İbrahim Kaşgar
Mezun olduğum okula, üniversiteye hazırlanan öğrenci arkadaşlarla bir söyleşi için davet edildiğimde şöyle bir soruyla karşılaşmıştım: “Üniversitede kültür sanat ortamı nasıl?” Gerçeği söylemek zorundaydım. Aslında ortam falan yok dedim, mesele yine kendinizde düğümleniyor. Kendini geliştirmek istiyorsan meseleyi kendi içinde halledeceksin. Çünkü üniversitede kızların çoğu ‘Avon’ (bu çeşitli kozmetik ürünler satan hede hödö bir marka) kataloglarıyla, erkeklerin çoğu ‘İddia’ kuponlarıyla yatıp kalkar. Çoğu kızın çantasında mutlaka bir ‘Avon’ katalogu, çoğu erkeğin cebinde mutlaka bir kupon ve gazete küpürleri vardır.
Evet, Ben bir dinozorum!
Üzücü bir durum. Fakat bunun böyle olmaması gerektiğini kimseye anlatamazsın. Bunun çabasını verirken ciddi bir efor kaybedersin, moralin bozulur ve ‘Evet, ben bir dinozorum’ deyip kenara çekilirsin.

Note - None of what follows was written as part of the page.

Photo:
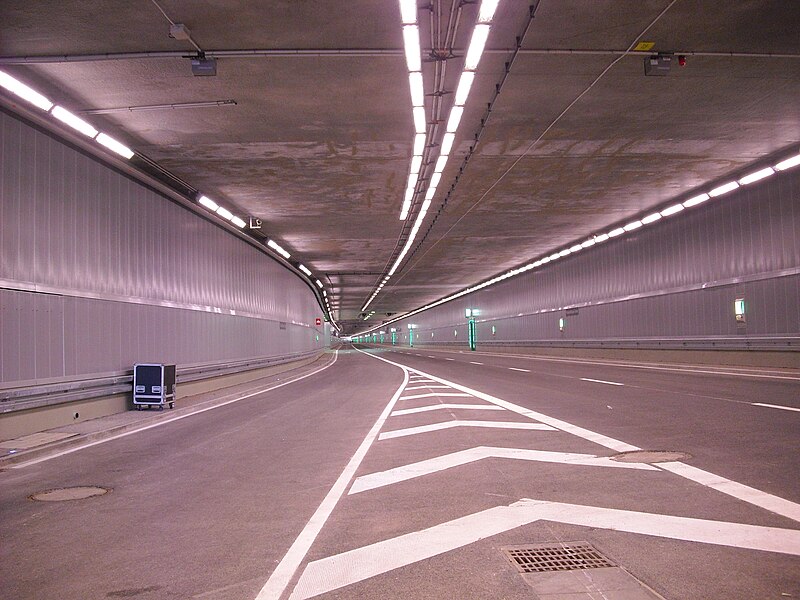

Aslında bu yazının ilk cümlesi ‘İddia türü bahis ve şans oyunları oynamak haramdır’ olabilirdi ve bu ilk cümleyle yazı biterdi. Ama dikkatlerin çekilmesi gereken nokta, içinde yaşadığımız zaman zarfında türlü meşgalelerle odaklanmamız gereken yere değil de başka şeylere yönelmemiz.
Şimdi moda: İddia oynamak. Spor medyasından takip ettiğimiz ölçüde sürdürülen tartışmalar kulüplerin kendi çıkarları doğrultusunda bu oyuna son vermek. İkinci lig takımlarının gelirlerinin büyük bir bölümü İddia’dan geliyor. Naklen yayın sözleşmeleri, havuzdan pay alamamanın verdiği sıkıntı falan filan.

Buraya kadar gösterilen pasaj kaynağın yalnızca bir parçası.